Figure 6 compares the clusterings obtained in the first step by the unsupervised algorithms, to the clusterings obtained by the belief-based method. The examples help to clearly distinguish patterns of genes from each phase cycle peaking at their characteristic time points.
Fig. 6.
Cell cycle gene clustering. The probability of up-regulation estimated for each cell cycle gene (rows; ordered by their true cluster labels), in each time-point (columns) by three methods: NorDi, as well as unsupervised and belief-based mixture modeling, applied to each time point data separately.
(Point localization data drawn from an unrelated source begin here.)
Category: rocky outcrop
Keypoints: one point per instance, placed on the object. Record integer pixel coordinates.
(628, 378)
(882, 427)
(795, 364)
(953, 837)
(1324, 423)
Belief-based mixture modeling, which uses examples of up-regulated and of unchanged genes in each time-point (marked in pink and green), achieves most clearly visible distinct gene expression profiles, characteristic for the five cell cycle phase clusters.
Figure 7 shows that all supervised modeling methods, regardless of the parameter initialization, outperform the unsupervised methods in clustering the cell cycle gene profiles using the two-step procedure. For comparison, we applied also a one-step analysis with multidimensional Gaussian mixture modeling (Yeung et al. (2001), denoted Un(nD)) to separate the entire dataset at once into five clusters. Interestingly, multidimensional clustering obtained the least accuracy, measured with the adjusted Rand index (see Section 3.3). Best results are obtained for the two-step procedure, using either belief-based or soft-label modeling in the first step.
Fig. 7.
The accuracy of cell cycle gene clustering. From all compared methods, the partially supervised have higher accuracy (measured by adjusted Rand index, y-axis) in grouping genes into five cell-cycle gene clusters than the semi-supervised and unsupervised methods. The partially supervised modeling methods were initialized in two ways: either quantile- or example-based (see Section 2.7).
4. Discussion
Mixture modeling is an established technique in machine learning and has proved successful in the field of gene expression analysis. The two partially supervised methods presented in this article extend mixture model-based clustering, adding the ability to utilize imprecise examples. In contrast to other mixture modeling methods that incorporate knowledge, both belief-based and soft-label modeling can be customized for differential expression analysis guided by examples of genes that are believed to be up, down, or unchanged. The known examples usually constitute only a small subset of all genes and are themselves not 100% certain. The presented applications show a rich variety of possible knowledge sources for examples: high-throughput TF-DNA binding experiments, computational predictions of miRNA targets, and literature knowledge of genes active in different cell cycle phases. The known examples are traditionally used to verify experimental outcome after it is defined by differential expression analysis. Our methodology incorporates such prior biological knowledge into the analysis itself, making the outcome more reliable.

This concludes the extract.